Bu durum bir yana Kırgızların menşeine ait efsanelerdeki bu kırk tane kız motifi bizde birtakım şüpheler uyandırmaktadır. Çünkü Türklerde soy esası vardır; yani babadan kaynaklanan bir akrabalık söz konusu olunca, kız neslinden gelen sülalelere pek önem verilmez. Bununla birlikte yıllarca evvel D.Banzarov, L.Ligeti, T.Kowalski, S.M.Abramzon, B.Camgerçinov ve P.A.Boodberg gibi alimler kaleme aldıkları makalelerinde Kırgız’ın “kırk” sayısının çoğulu olduğunu söylerler ki, bu Türklerde kabile adlarının sayı ile verilmesi adetine de uygun düşüyor. Hatta bugün Türkmenistan’da “Kırklar” diye bir boy yapısı vardır. Ayrıca Manas Destanı’nın Keneş Yusupov derlemesinde; Türklerle birlikte yaşayan Kırgız’ın kırk kabilesine atıfta bulunulduğunu da görüyoruz. Herhalde Kök Türk Yazıtlarındaki “Kırkız” yazılışı da buna delildir.
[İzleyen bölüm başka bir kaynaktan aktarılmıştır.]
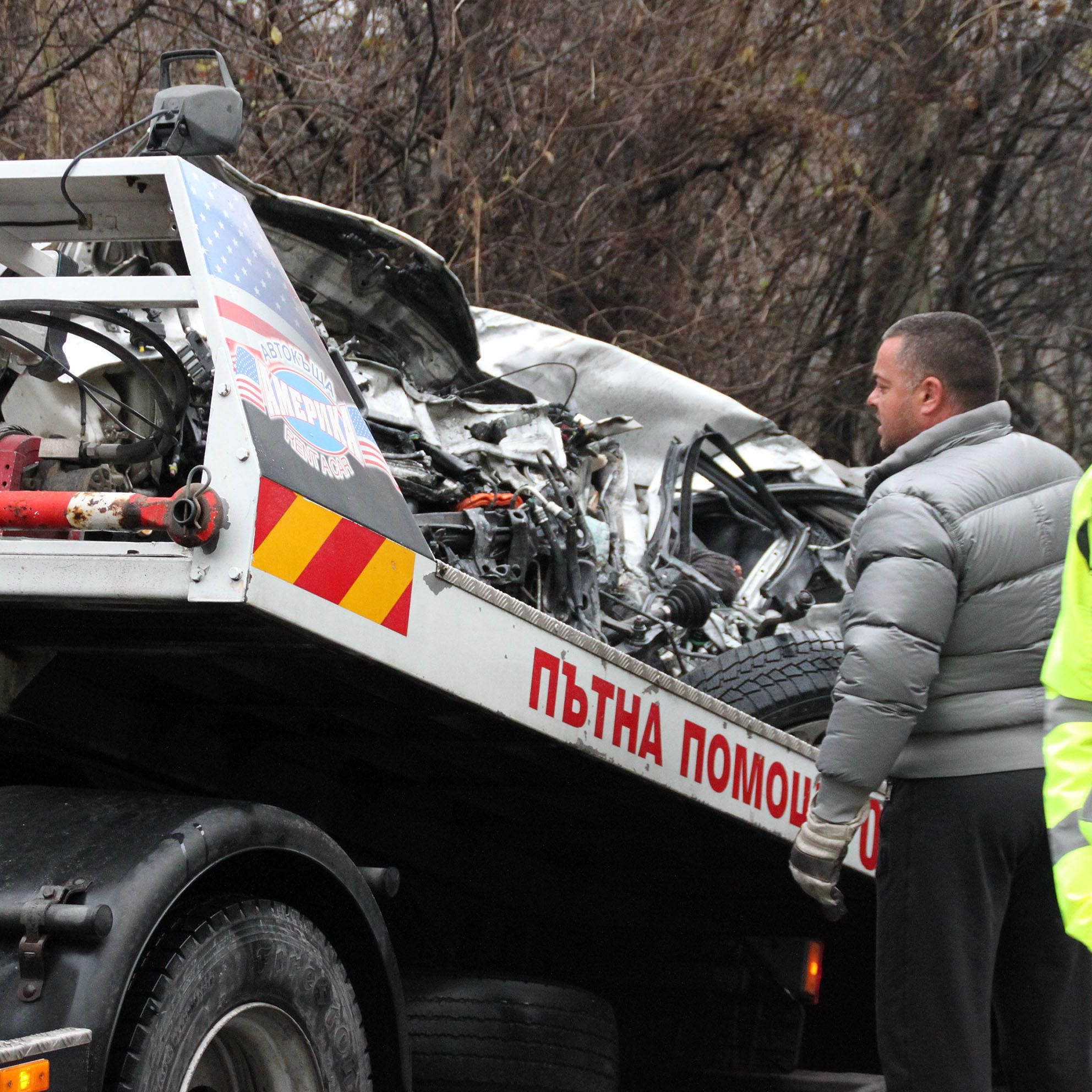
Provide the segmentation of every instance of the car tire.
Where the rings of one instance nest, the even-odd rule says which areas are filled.
[[[205,904],[141,959],[111,1052],[119,1092],[370,1092],[345,968],[298,911]]]
[[[686,676],[699,690],[790,735],[817,744],[830,717],[842,642],[819,630],[790,630],[729,649]]]
[[[507,978],[411,976],[416,1092],[615,1092],[614,1009],[583,989]]]

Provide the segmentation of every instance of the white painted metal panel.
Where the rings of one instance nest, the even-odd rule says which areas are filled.
[[[795,838],[815,791],[815,748],[485,585],[488,598],[452,579],[478,583],[451,570],[441,577],[418,558],[405,636],[258,569],[248,603],[591,758]],[[877,797],[850,847],[846,865],[857,871],[875,870],[879,811]]]

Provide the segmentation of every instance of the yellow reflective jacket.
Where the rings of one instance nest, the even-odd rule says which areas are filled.
[[[1043,664],[1043,802],[1066,931],[1092,948],[1092,471],[1073,494],[1061,613]]]

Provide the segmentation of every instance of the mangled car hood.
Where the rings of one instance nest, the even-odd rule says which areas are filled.
[[[642,428],[622,437],[637,485],[651,485],[673,439],[708,425],[735,443],[757,471],[784,471],[799,480],[838,486],[840,477],[806,443],[727,394],[616,345],[503,311],[474,309],[479,366],[494,376],[521,371],[521,385],[548,402],[565,402],[593,419],[626,414]],[[575,369],[549,367],[560,361]],[[575,378],[575,387],[573,379]]]

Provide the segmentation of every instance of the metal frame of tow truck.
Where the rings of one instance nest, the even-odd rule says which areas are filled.
[[[2,219],[50,221],[70,214],[59,190],[67,165],[0,164]],[[215,305],[217,278],[198,260],[201,238],[182,170],[182,162],[173,157],[82,162],[69,189],[90,214],[91,226],[0,229],[0,264],[21,274],[0,278],[0,300],[197,309],[215,365],[204,464],[226,502],[228,523],[213,545],[192,549],[146,539],[0,537],[0,601],[126,601],[149,609],[180,602],[237,604],[731,819],[791,839],[816,779],[815,749],[808,745],[424,553],[413,553],[410,562],[404,632],[256,563],[265,468]],[[75,239],[180,241],[190,272],[178,277],[55,276],[49,252],[32,246]],[[300,503],[327,511],[307,498]],[[328,515],[332,522],[341,519]],[[406,572],[404,557],[402,565]],[[866,874],[875,868],[878,816],[876,799],[846,860]]]

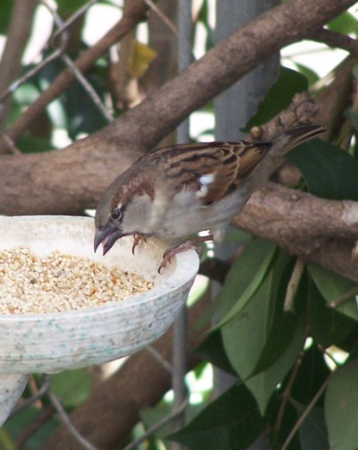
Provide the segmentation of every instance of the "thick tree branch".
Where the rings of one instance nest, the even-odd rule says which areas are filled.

Kırgız Türklerinin kökeni ve Kırgız isminin manasına dair hem Kırgızlar, hem de onların komşusu kavimler arasında pekçok hikâye dolaşıyorsa da, bunların büyük bir kısmı uydurma ve halk etimolojisi olup, ilmi değeri yoktur. Bunun yanısıra Kırgız Türklerinin türeyişiyle alâkalı anlatılan bazı destanların Hun, Kök Türk ve Uygurlarınkine benzer bir şekilde kurt ile ilişkilendirildiklerini de belirtmekte fayda var. Mesela bunların birisinde şu ifadelere rastlamaktayız: Çok eski zamanlarda, Kırgız kabilelerinin çevresindeki halklarla savaşlar yaptığı çağlarda, askerlerden birisi ölünce, eşi dul kalır. Bu sırada kadın hamile ve doğum günleri de yaklaşmış idi. Kendisine yaşayacak ve barınacak bir yer arayan kadın en sonunda, Nina Nehri yakınında, içinde kurtların bulunduğu bir mağara görür. Çaresiz bir durumdayken, bu mağaraya girmekten başka bir yol bulamaz. Bu esnada doğum vakti de gelmiş, ancak bebeğini dünyaya getirirken, kendisi ölmüştür. İçerideki kurt da yeni doğum yapmış ve altı tane eniği olmuştur. Kurt bu zavallı çocuğu da kendi yavrularının arasına alır ve onlarla birlikte emzirerek büyütür. Halk, bu börünün besleyip, yetiştirdiği altı kurt ve çocuğa Yedi Börüler diye ad koyarlar.
Anlaşılacağı gibi kurt ya da diğer bir deyiş ile börü, bütün Türk kabilelerinin hayatının merkezine yerleşmiştir. Ayrıca Kırgızistan ve Anadolu Türklerinde çocukları yaşamayan kadınların son evladı veya yeni doğan erkek oğul cesur olsun diye bir kurt postuna sarılır ve temsili olarak kurt ağzından ya da kurt postunun üzerinden geçirilir. Bu çeşit örnekleri hem Kırgızlar, hem de başka Türk grupları için çoğaltabiliriz.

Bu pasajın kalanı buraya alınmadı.